ROSA covert vor allem rockige Musik, am liebsten Titel von den Stones oder Jimi Hendrix. Mit denen sind sie schließlich groß geworden, sagt Gitarrist Benno: "Das Zeug haben wir eingeatmet, das liegt uns im Blut." Doch auch Songs aus den Charts stehen auf dem Programm, denn das Publikum erwartet von einer Coverband auch aktuelle Musik. Jedes Wochenende tritt ROSA woanders auf. Dabei reizt die Band die Vielfalt: Ob Stadtfest, Kongress oder Privatparty – die Musiker sind eingespielt und haben für jedes Konzert das richtige Gespür.
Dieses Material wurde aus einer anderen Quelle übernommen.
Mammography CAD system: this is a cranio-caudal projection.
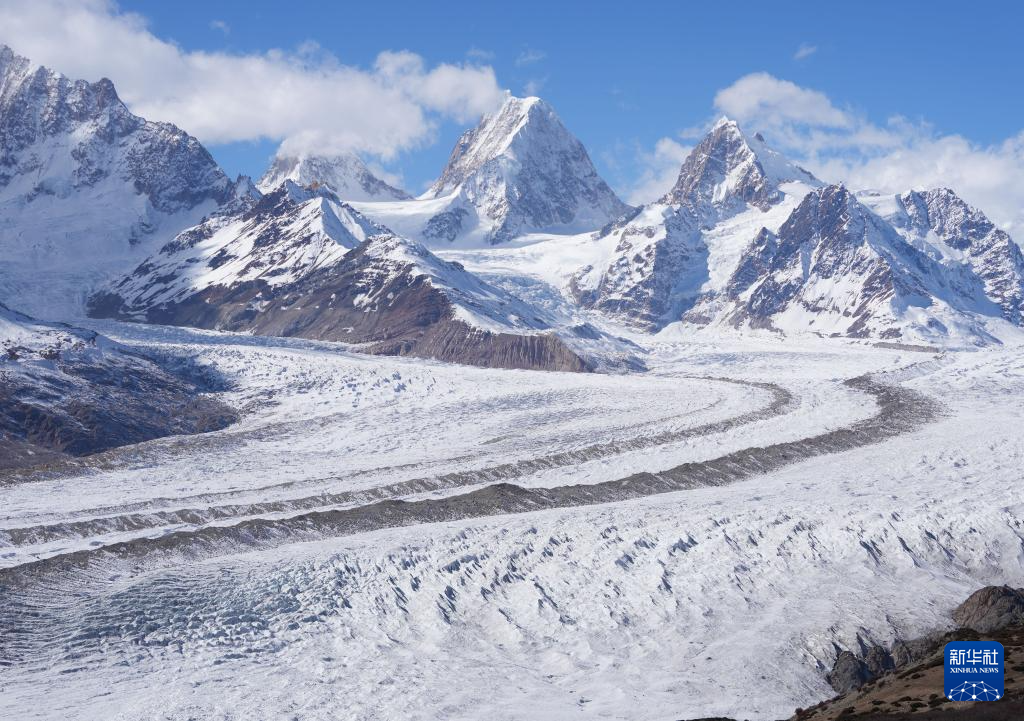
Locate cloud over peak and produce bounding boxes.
[0,0,503,158]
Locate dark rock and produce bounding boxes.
[953,586,1024,633]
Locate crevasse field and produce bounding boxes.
[0,321,1024,720]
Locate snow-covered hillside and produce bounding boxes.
[858,187,1024,326]
[359,96,628,246]
[570,118,820,330]
[0,46,232,317]
[257,153,410,202]
[89,180,610,371]
[0,303,236,471]
[0,324,1024,721]
[708,185,998,342]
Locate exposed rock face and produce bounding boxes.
[257,153,410,201]
[725,185,991,339]
[424,97,629,243]
[953,586,1024,633]
[571,119,820,330]
[826,651,874,693]
[888,187,1024,326]
[90,180,386,315]
[660,118,820,226]
[89,203,589,371]
[0,305,236,470]
[0,46,232,313]
[570,205,708,330]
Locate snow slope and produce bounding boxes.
[0,46,232,317]
[348,96,628,246]
[570,118,820,330]
[257,153,410,201]
[0,324,1024,720]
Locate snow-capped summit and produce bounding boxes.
[258,153,410,201]
[863,187,1024,326]
[660,117,821,224]
[570,118,821,330]
[0,46,232,316]
[712,185,996,342]
[411,96,629,244]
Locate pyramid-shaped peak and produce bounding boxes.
[428,95,590,197]
[662,116,821,214]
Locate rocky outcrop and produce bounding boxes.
[570,118,820,331]
[888,187,1024,326]
[953,586,1024,633]
[0,305,236,470]
[89,224,590,371]
[0,46,234,309]
[424,97,629,244]
[257,153,411,201]
[724,185,991,340]
[659,118,820,226]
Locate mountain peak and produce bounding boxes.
[662,116,821,221]
[424,95,629,243]
[257,153,410,201]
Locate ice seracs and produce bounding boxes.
[0,303,236,464]
[360,96,629,247]
[0,45,232,315]
[258,153,410,201]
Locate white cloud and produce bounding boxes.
[793,43,818,60]
[0,0,504,158]
[715,73,1024,231]
[715,73,851,128]
[466,46,496,62]
[626,137,691,205]
[522,76,548,96]
[515,48,548,68]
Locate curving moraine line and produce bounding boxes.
[0,377,793,547]
[0,376,943,589]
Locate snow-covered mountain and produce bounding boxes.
[659,117,820,222]
[570,118,821,330]
[0,303,236,470]
[359,97,629,247]
[860,187,1024,326]
[0,46,233,315]
[89,180,386,315]
[89,180,589,371]
[712,185,998,340]
[257,153,411,201]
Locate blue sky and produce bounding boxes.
[0,0,1024,226]
[116,0,1024,187]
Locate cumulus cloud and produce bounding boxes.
[0,0,504,159]
[715,73,1024,231]
[515,48,548,68]
[715,73,850,128]
[626,137,691,205]
[793,43,818,60]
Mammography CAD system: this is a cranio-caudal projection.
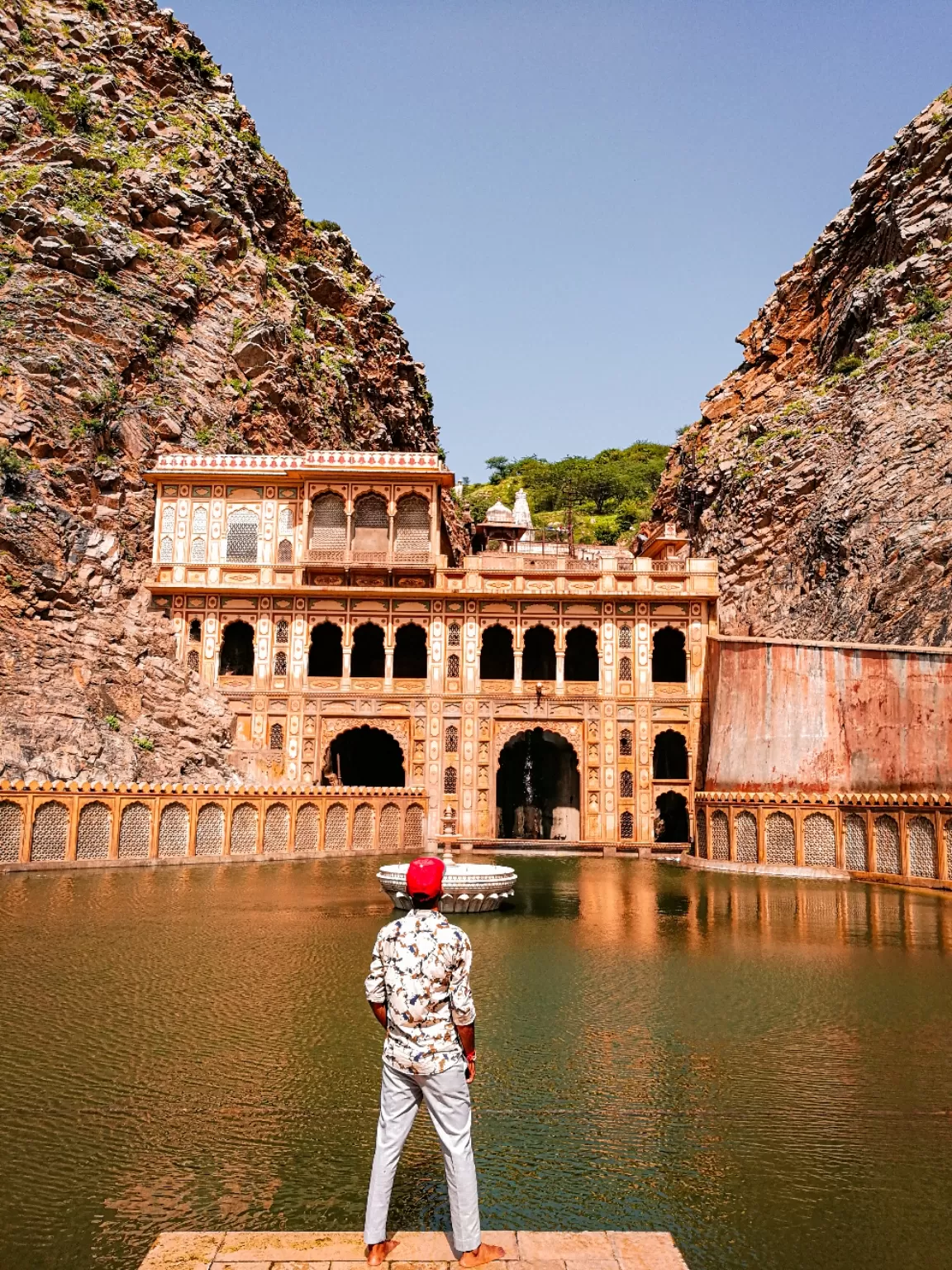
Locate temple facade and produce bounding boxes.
[149,451,717,843]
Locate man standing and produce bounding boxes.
[364,856,504,1266]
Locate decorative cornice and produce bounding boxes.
[0,781,426,798]
[694,790,952,806]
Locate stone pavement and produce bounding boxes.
[140,1230,687,1270]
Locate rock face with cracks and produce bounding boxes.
[654,92,952,645]
[0,0,436,780]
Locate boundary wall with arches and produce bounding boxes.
[0,781,426,871]
[694,790,952,890]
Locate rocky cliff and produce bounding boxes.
[654,90,952,645]
[0,0,436,780]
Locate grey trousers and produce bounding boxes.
[363,1063,483,1252]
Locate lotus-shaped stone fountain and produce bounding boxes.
[377,853,516,913]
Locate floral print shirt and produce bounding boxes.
[364,908,476,1076]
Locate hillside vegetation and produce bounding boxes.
[464,441,669,542]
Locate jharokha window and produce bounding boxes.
[159,507,175,564]
[189,507,208,564]
[310,494,346,551]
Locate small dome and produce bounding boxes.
[486,503,516,524]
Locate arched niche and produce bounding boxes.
[393,623,426,680]
[521,626,556,682]
[307,623,344,680]
[350,623,386,680]
[480,623,516,680]
[565,626,597,683]
[651,626,688,683]
[497,728,581,842]
[218,620,255,675]
[322,724,407,786]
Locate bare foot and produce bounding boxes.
[364,1239,396,1266]
[459,1244,505,1270]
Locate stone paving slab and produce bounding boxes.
[140,1230,688,1270]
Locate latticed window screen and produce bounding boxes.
[76,803,113,860]
[395,494,431,555]
[294,803,321,851]
[734,812,756,865]
[264,803,291,851]
[196,803,225,856]
[29,803,69,860]
[907,815,940,877]
[711,812,730,860]
[764,812,797,865]
[189,507,208,564]
[803,812,836,867]
[0,803,23,863]
[403,803,422,851]
[310,494,346,551]
[226,510,258,564]
[379,803,400,851]
[847,813,869,872]
[159,507,175,564]
[697,808,707,860]
[355,803,374,851]
[231,803,258,856]
[873,815,902,872]
[355,494,390,530]
[159,803,188,856]
[119,803,150,860]
[324,803,346,851]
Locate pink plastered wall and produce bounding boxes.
[702,637,952,792]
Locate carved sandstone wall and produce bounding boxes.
[655,93,952,645]
[0,0,436,780]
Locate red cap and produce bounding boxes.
[407,856,445,899]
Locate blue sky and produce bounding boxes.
[175,0,952,480]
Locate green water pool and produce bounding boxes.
[0,857,952,1270]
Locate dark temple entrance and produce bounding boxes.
[321,727,407,785]
[655,790,691,842]
[497,728,580,842]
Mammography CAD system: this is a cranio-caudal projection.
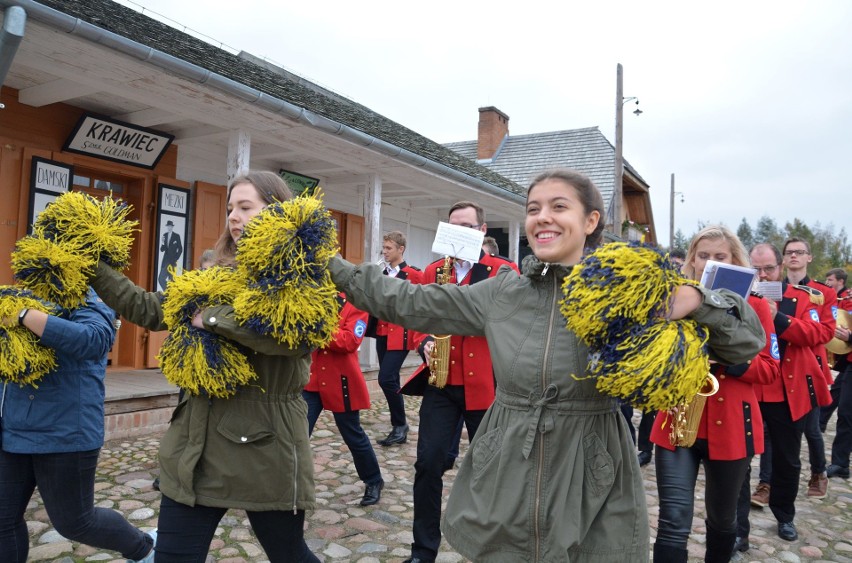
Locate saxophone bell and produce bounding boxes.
[669,373,719,448]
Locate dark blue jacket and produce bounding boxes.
[0,290,115,454]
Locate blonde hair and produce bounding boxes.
[215,170,293,267]
[681,225,750,279]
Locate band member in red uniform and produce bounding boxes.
[367,231,421,446]
[740,240,837,541]
[823,268,852,479]
[302,293,385,506]
[403,201,520,563]
[651,226,780,563]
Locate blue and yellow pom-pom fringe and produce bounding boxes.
[0,285,56,387]
[33,192,138,270]
[12,236,95,309]
[234,194,338,348]
[157,266,257,398]
[560,242,710,410]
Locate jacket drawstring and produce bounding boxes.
[522,383,559,459]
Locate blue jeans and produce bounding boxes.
[654,440,751,549]
[156,495,319,563]
[0,448,154,563]
[302,391,382,485]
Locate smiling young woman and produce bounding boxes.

Die Stimmung bei den Proben ist familiär. Kein Wunder: Die Bandmitglieder kennen sich aus Jugendtagen und rufen sich gegenseitig nur bei ihren Spitznamen. Der gitarrenverrückte Benno lernte den Bassisten Thomas, den alle Hubaz nennen, mit 15 beim illegalen Bildchen-Verkaufen in Jena kennen. Der Keyboarder Peter Lindner hatte zu dieser Zeit eine Lockenmähne bis zum Po und heißt deshalb bis heute nur "Hexe".

Fünf junge Männer sitzen auf einer Bank im Bach
ROSA vor mehreren Jahrzehnten. Noch heute dabei sind der Bassist Thomas "Hubaz" Zippe (links), der Keyboarder Peter "Hexe" Lindner (2.v.r.) und der Gitarrist Benno Singer (rechts). Bildrechte: Peter Lindner/MDR

Sie alle spielten in verschiedenen Bands, Hexe studierte sogar klassische Trompete in Weimar und war drauf und dran, eine Orchesterkarriere zu starten. Aber das abenteuerliche Tourleben der Tanzmusiker lockte ihn mehr und 1986 gründeten Benno, Hubaz und er mit zwei weiteren Freunden ROSA. Ursprünglich war ROSA nur für zwei oder drei Jahre angedacht – doch die Musiker harmonierten so gut, dass sie bis heute gemeinsam abrocken. "Das ist eine Chemie, die sofort erkennbar war", erzählt "Hexe". Heute sind sie zu sechst und kennen sich so gut, dass sie sich in der Probe pausenlos gegenseitig auf den Arm nehmen.
ROSA ist eine der dienstältesten Coverbands in Thüringen. Erst letztens kam nach dem Konzert ein junges Mädchen zur Bühne und erzählte, dass ihre Großmutter ROSA-Fan der ersten Stunde war. Gitarrist Benno freut sich dann, betont aber gleich darauf mit einem verschmitzten Lächeln: "Wir sind übrigens nicht alt, wir sind Klassiker!"

ROSA, das heißt "Ruhig – Ordentlich – Solide – Anständig“

Wenn man die Musiker nach dem Bandnamen fragt, dann schallt es wie aus einem Munde: "Ruhig – ordentlich – solide – anständig." Und anschließend brechen alle in schallendes Gelächter aus, weil sie wissen, dass man ihnen das nicht abnimmt. Das wird spätestens während der Bandprobe klar: Die Musiker gehen ab, wie sie vor 30 Jahren schon abgegangen sind. Sie mögen es rockig, drei der Freunde tragen noch immer langes Haar – und schütteln das ordentlich mit. Der Name ROSA für eine Männerband ist bewusst so gewählt, dass er mit Klischees bricht. "Außerdem war die Farbe zu DDR-Zeiten gerade in. Und wir sind gerne schräg!", grinst der Keyboarder Hexe.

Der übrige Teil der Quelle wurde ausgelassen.